I am not sure if I am using murmur3
(OpenHFT's zero-allocation-hashing) function correctly but the result seems different for hashChars()
and hashBytes()
// Using zero-allocation-hashing 0.16
String input = "abc123";
System.out.println(LongHashFunction.murmur_3().hashChars(input));
System.out.println(LongHashFunction.murmur_3().hashBytes(input.getBytes(StandardCharsets.UTF_8)));
Output:
-4878457159164508227
-7432123028918728600
The latter one produces the same output as Guava lib.

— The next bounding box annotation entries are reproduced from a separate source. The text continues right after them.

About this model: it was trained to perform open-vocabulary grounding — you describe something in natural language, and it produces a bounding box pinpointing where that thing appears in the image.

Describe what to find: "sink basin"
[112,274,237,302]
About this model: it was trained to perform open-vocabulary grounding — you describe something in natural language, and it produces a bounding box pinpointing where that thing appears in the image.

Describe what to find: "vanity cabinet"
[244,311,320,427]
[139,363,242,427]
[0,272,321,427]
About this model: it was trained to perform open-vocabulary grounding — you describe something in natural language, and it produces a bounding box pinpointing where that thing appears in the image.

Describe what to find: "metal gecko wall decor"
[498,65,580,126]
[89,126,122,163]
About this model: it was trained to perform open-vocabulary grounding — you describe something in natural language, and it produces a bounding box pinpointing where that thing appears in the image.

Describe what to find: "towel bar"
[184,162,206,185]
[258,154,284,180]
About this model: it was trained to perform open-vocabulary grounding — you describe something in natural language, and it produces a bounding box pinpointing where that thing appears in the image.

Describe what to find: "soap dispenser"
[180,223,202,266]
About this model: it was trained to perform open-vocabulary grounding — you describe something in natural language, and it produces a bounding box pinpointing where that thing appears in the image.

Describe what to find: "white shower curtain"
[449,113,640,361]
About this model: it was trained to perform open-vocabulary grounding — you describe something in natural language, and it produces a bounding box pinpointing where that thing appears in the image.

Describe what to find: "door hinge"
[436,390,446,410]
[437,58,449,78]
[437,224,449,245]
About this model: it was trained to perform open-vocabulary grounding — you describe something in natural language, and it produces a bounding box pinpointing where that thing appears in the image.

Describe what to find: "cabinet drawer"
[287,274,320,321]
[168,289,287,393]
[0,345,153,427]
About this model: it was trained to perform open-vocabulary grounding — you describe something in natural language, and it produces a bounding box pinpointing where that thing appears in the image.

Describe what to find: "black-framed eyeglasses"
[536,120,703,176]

Which function should be used for String
inputs?
Shouldn't both functions produce the same result?
Update:
How can I get same output as :
Hashing.murmur3_128().newHasher().putString(input, Charsets.UTF_8).hash().asLong();
Hashing.murmur3_128().newHasher().putString(input, Charsets.UTF_8).hash().toString()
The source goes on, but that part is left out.